Article Courtesy of Lexology
By Maurice Wutscher
Published
May 2, 2016
The Third District Court of Appeal of the State of
Florida recently affirmed final judgment in favor of a mortgagee that
took title to real property as a result of a foreclosure, and against
two homeowner associations, holding that the safe harbor provision of
subsection 720.3085(2)(c), Florida Statutes applied, and therefore that
the amounts recoverable by the homeowners associations were
substantially limited.
A copy of the opinion is available at:
Link
to Opinion.
Husband and wife borrowers obtained a mortgage loan in 2005, which was
assigned a little over one year later. The mortgagee filed a mortgage
foreclosure action in 2011, naming, in addition to the borrowers, two
homeowners associations (HOAs) as defendants. A foreclosure judgment was
entered in February 2013 and a certificate of title was issued to the
mortgagee in April 2013.
In December 2013, the HOAs provided estoppel letters to the mortgagee
reflecting unpaid assessments, late charges, “violation charges, costs
and attorney’s fees.”
The mortgagee filed a complaint seeking declaratory and injunctive
relief, asserting the HOAs’ estoppel letters violated the “safe harbor”
for first mortgagees contained in subsection 720.3085(2)(c), Florida
Statutes by seeking to recover attorney’s fees, costs and other charges
accruing before the mortgagee acquired title.
The HOAs raised as an affirmative defense “that section 720.3085
required them to apply any payments received from [the mortgagee] first
to late charges and interest, and then to costs and attorney’s fees
incurred in collection, and only then to assessments.”

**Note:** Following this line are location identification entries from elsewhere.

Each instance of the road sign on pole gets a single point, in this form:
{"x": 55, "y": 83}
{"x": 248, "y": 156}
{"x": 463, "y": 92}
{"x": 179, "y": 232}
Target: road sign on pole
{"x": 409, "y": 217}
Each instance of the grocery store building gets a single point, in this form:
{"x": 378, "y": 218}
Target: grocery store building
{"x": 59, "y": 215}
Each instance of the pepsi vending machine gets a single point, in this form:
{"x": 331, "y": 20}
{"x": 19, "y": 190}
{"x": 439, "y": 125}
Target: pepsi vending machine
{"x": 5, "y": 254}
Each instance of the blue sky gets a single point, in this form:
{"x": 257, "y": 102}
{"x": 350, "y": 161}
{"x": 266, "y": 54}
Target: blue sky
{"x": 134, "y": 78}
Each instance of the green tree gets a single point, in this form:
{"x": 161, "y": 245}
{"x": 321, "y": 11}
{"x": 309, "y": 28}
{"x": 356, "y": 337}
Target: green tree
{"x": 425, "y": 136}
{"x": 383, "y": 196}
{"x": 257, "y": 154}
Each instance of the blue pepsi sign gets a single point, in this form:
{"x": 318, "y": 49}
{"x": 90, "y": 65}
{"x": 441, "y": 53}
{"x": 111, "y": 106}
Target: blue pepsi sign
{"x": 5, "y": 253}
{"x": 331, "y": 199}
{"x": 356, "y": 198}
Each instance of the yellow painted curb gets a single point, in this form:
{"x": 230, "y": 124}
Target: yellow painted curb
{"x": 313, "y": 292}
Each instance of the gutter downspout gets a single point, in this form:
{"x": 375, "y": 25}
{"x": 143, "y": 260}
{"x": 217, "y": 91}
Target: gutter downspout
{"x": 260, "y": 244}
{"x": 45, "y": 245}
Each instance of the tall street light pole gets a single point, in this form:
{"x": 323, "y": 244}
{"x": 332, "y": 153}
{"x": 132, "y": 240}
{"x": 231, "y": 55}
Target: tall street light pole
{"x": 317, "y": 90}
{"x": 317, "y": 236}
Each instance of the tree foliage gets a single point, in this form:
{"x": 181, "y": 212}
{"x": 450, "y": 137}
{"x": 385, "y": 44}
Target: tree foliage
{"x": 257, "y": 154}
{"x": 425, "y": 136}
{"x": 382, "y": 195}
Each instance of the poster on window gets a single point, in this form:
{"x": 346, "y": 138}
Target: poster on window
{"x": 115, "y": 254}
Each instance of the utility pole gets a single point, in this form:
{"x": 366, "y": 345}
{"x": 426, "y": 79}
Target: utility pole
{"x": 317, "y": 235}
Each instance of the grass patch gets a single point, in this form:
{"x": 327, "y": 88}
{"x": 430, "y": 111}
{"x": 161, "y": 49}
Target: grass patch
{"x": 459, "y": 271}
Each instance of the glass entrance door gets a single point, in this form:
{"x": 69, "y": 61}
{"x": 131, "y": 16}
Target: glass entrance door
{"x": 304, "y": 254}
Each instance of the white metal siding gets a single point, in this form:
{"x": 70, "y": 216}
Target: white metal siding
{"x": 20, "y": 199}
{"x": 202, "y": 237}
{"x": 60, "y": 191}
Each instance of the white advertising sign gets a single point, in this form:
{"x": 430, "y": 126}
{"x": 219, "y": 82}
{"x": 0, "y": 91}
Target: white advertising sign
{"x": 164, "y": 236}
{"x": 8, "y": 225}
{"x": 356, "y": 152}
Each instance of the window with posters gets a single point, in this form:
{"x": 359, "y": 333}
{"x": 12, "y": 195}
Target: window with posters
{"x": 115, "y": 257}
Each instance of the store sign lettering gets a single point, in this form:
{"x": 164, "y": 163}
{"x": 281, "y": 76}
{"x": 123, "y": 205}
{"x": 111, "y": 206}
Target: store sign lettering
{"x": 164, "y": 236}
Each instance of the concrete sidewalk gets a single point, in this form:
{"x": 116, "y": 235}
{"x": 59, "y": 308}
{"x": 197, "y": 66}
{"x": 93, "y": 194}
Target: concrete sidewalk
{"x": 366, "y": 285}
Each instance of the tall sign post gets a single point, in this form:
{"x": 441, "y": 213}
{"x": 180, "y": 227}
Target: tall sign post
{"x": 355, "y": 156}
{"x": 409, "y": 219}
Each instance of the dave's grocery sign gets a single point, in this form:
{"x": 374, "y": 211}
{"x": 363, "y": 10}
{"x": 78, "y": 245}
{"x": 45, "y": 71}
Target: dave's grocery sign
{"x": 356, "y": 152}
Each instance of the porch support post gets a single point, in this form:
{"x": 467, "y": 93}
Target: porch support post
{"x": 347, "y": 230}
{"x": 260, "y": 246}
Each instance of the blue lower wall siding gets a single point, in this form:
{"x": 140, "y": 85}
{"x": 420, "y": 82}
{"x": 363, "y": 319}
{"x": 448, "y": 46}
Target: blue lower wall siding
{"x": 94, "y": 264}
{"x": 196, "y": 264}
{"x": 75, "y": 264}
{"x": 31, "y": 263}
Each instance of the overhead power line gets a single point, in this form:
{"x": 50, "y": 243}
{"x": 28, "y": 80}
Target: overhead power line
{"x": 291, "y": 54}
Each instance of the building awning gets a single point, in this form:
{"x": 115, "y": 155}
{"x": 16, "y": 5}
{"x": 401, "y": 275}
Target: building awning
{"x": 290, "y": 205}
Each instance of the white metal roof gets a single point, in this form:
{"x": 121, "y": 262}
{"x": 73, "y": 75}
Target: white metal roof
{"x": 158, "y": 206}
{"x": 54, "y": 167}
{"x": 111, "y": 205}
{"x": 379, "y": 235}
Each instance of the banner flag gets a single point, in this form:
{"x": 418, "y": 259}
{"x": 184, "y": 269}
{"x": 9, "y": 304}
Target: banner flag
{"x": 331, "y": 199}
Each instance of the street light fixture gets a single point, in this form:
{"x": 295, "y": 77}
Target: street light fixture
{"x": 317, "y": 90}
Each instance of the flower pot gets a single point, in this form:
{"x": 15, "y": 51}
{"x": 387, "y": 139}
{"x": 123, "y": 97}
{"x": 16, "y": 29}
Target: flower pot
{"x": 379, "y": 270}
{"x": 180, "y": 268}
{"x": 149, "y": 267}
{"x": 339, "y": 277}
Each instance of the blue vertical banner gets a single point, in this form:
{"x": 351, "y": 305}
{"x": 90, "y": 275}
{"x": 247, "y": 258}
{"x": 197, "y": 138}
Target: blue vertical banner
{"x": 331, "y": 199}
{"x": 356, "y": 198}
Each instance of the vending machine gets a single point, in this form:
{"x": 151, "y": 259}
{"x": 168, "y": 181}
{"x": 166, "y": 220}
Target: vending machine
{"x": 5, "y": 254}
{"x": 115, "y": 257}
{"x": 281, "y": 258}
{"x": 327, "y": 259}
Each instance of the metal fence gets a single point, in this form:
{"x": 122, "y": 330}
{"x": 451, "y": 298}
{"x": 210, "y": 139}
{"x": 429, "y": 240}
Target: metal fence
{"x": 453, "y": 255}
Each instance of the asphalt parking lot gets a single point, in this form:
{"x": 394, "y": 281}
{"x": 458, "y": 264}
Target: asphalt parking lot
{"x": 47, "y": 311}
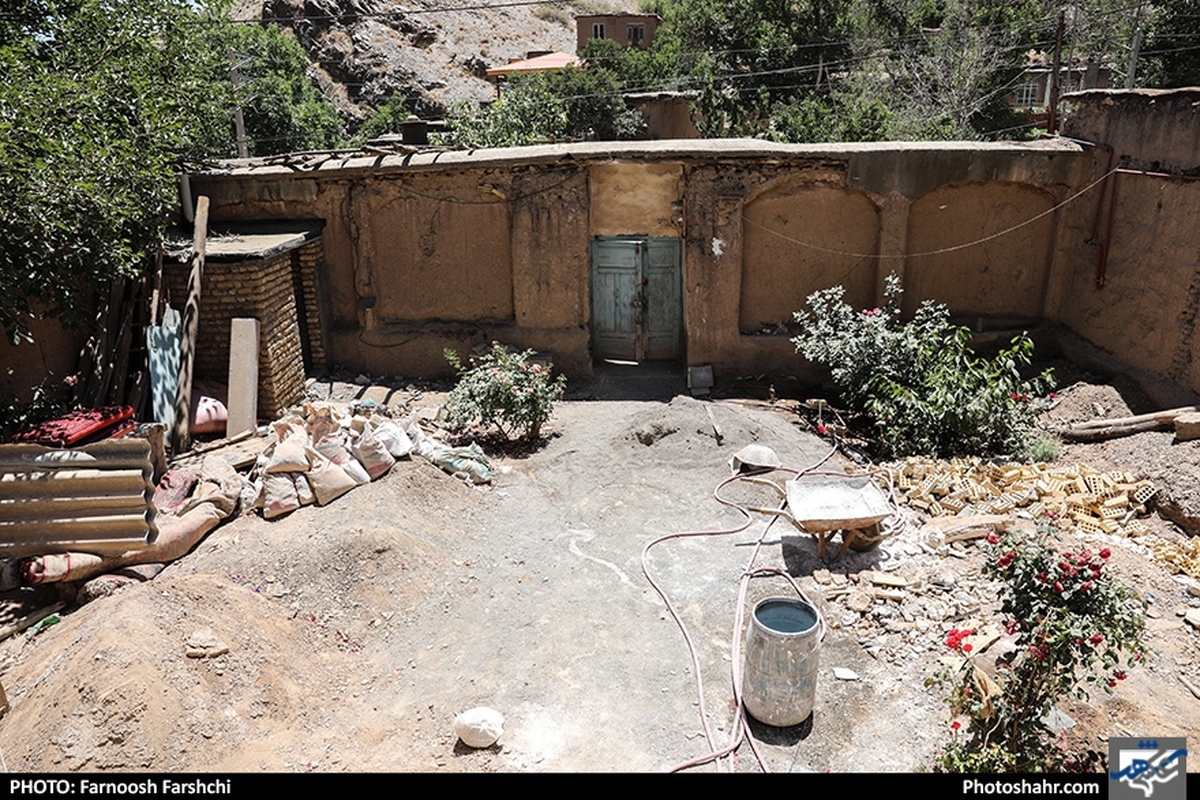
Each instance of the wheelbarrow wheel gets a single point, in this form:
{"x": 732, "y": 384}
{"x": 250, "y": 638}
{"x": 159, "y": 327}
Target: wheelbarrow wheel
{"x": 863, "y": 540}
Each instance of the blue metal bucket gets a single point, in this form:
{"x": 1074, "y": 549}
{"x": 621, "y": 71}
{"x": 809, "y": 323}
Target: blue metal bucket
{"x": 779, "y": 679}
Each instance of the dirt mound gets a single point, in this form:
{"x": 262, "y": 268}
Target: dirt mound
{"x": 117, "y": 691}
{"x": 358, "y": 631}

The mortgagee moved for summary judgment, arguing that the HOAs were not
entitled to attorney’s fees and costs under subsection 720.3085(2)(c).
The trial court granted the motion and entered final judgment in favor
of the mortgagee, finding that “because the safe harbor protection of
section 720.3085(2)(c) applied, the Associations were not entitled to
interest, late fees, attorney’s fees, court costs, or other charges
incurred.”
The HOAs moved for rehearing, which the trial court denied, and the HOAs
appealed.
On appeal, the Third District Court of Appeal analyzed the two
subsections of section 720.3085 at issue, subsection (2)(c) and
subsection (3)(b).
In an earlier decision, the Court explained that the “safe harbor”
provision, subsection (2)(c), “provides a statutory cap on liability of
foreclosing mortgagees” of the lesser of one percent of the original
mortgage debt or the “unpaid common expenses and regular periodic or
special assessments that accrued or came due during the 12 months
immediately preceding the acquisition of title and for which payment in
full has not been received by the association.”
The Court then turned to the HOAs’ argument that the final judgment
should be vacated because it “improperly prohibits [the HOAs] from
complying with their statutory duty to apply payments as required by
section 720.3085(3)(b),” which requires that “[a]ny payment received by
an association and accepted shall be applied first to any interest
accrued, then to any administrative late fee, then to any costs and
reasonable attorney fees incurred in collection, and then to the
delinquent assessment.”
The Third District found that the plain language of subsection
720.3085(3)(b) made it clear that “‘unpaid common expenses and regular
periodic or special assessments’ does not include amounts for attorney’s
fees, costs, and interest. … Given the unambiguous language of the
statute, we must conclude that if the Legislature intended to include
attorney’s fees, costs, interest, or other charges as part of the first
mortgagee’s liability, it would have included any one or more of those
items in the safe harbor provision.”
The Court reasoned that the trial court’s construction of the safe
harbor provision was consistent with the analogous case of United States
v. Forest Hill Gardens East Condominium Ass’n, in which the U.S.
District Court for the Southern District of Florida “held that the terms
‘unpaid common expenses’ and ‘regular periodic or special assessments’
did not encompass interest, late fees, collection costs, and attorney’s
fees.”
The federal trial court in Forest Hill reasoned that “‘interest, late
fees, attorney’s fees, and collection costs’ are individualized charges
to induce compliance, rather than ‘common expenses’ or ‘regular periodic
or special assessments,’ terms which infer a shared expense among all
the units of a homeowners’ association.”
Finally, the Third District concluded that the final judgment did not
improperly prohibit the associations from applying payments as required
by section 720.3085(3)(b) because “[t]he final judgment determined the
amount due from [the mortgagee] to the Associations, in accordance with
the safe harbor provision set forth in section 720.3085(2)(c), and did
not address itself to how the Associations were to apply the payment
made.”
Because the HOAs were not entitled to any payments other than the
‘common expenses’ or ‘regular periodic or special assessments’
established by section 720.3085(2)(c), they were not entitled to apply
payments received in the order required by 720.3085(3)(b) to interest,
administrative fees, attorney’s fees and costs because of the safe
harbor provision.
The final judgment in favor of the mortgagee on its claims for
declaratory and injunctive relief was affirmed.